Лихорадочно уплывала короткая летняя ночь, из зеленых глубин долины поднимался туман, в тысячах деревьев кипели соки, тысячи снов набухали в легкой дремоте Клингзора, душа его шествовала по зеркальному залу его жизни, где все картины, умножаясь, встречались каждый раз с новым лицом и новым значением и входили в новые связи, словно кто–то перетряхивал в стакане для игральных костей звездное небо.
Одно сновидение из множества восхитило его и потрясло. Он лежал в лесу, а на лоне его женщина с рыжими волосами, а на плече лежала черная, а еще одна стояла рядом на коленях, держала его руку и целовала его пальцы, и везде вокруг были женщины, и девушки, и девочки с еще тонкими длинными ногами, и в полном расцвете, и зрелые с печатью знания и усталости на дергающихся лицах, и все любили его, и все хотели, чтобы он их любил. И тут между женщинами вспыхнула война, рыжая неистово вцепилась в волосы черной, стащила ее наземь, свалилась сама, и все бросились друг на друга, каждая кричала, каждая тащила кого–то, каждая кусалась, каждая причиняла боль, каждой было больно самой, смех, крики ярости, стоны звучали наперебой и сливались, везде текла кровь, ногти кроваво впивались в нежную плоть.
С чувством тоски и подавленности Клингзор минутами просыпался, глаза его, широко раскрываясь, вперялись в светлое пятно на стене. Перед его взором еще стояли беснующиеся женщины, многих из них он знал и называл по имени — Нина, Гермина, Элизабет, Джина, Эдит, Берта — и хриплым голосом, еще во сне, говорил: «Девочки, перестаньте! Вы же врете, вы же врете мне. Не друг друга должны вы терзать, а меня, меня!»
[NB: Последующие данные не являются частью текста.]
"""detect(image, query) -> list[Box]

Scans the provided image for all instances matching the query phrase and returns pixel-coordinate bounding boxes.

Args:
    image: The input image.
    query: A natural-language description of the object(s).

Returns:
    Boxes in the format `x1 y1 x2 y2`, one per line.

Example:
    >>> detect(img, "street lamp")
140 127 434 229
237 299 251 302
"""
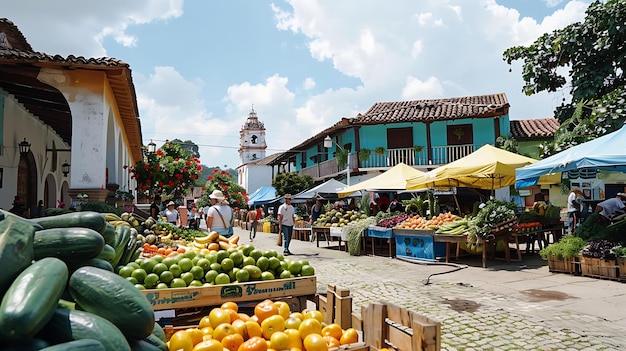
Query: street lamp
324 135 350 186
ЛуиЛуи Жестокий свалился как снег на голову, вдруг он оказался здесь, старый друг Клингзора, непоседа, от которого можно было ждать всего, который жил в поездах и чья мастерская помещалась в походном мешке. Славные часы капали с неба этих дней. славные дули ветры. Они писали вместе на Масличной горе и в Карфагене.
— Стоит ли вообще чего–то вся эта живопись? — сказал Луи на Масличной горе, лежа нагишом в траве, с красной от солнца спиной. — Ведь пишут только за неимением лучшего, дорогой. Если бы у тебя всегда была на коленях девушка, которая тебе как раз сейчас нравится, а в тарелке суп, которого тебе сегодня хочется, ты не изводил бы себя этой безумной чепухой. У природы десять тысяч красок, а нам втемяшилось свести всю гамму к двадцати. Вот что такое живопись. Доволен никогда не бываешь, а приходится еще подкармливать критиков. А хорошая марсельская уха, дорогой мой, да к ней стаканчик прохладного бургундского, а потом миланский шницель, а на десерт груши, да еще чашечка кофе по–турецки — это реальность, сударь мой, это ценности! Как скверно едят здесь, в ваших палестинах! Ах, бог ты мой, хотел бы я сейчас оказаться под вишней и чтобы ягоды лезли мне прямо в рот, а как раз надо мной на стремянке стояла бы та смуглая ядреная девица, которую мы встретили сегодня утром. Клингзор, хватит писать!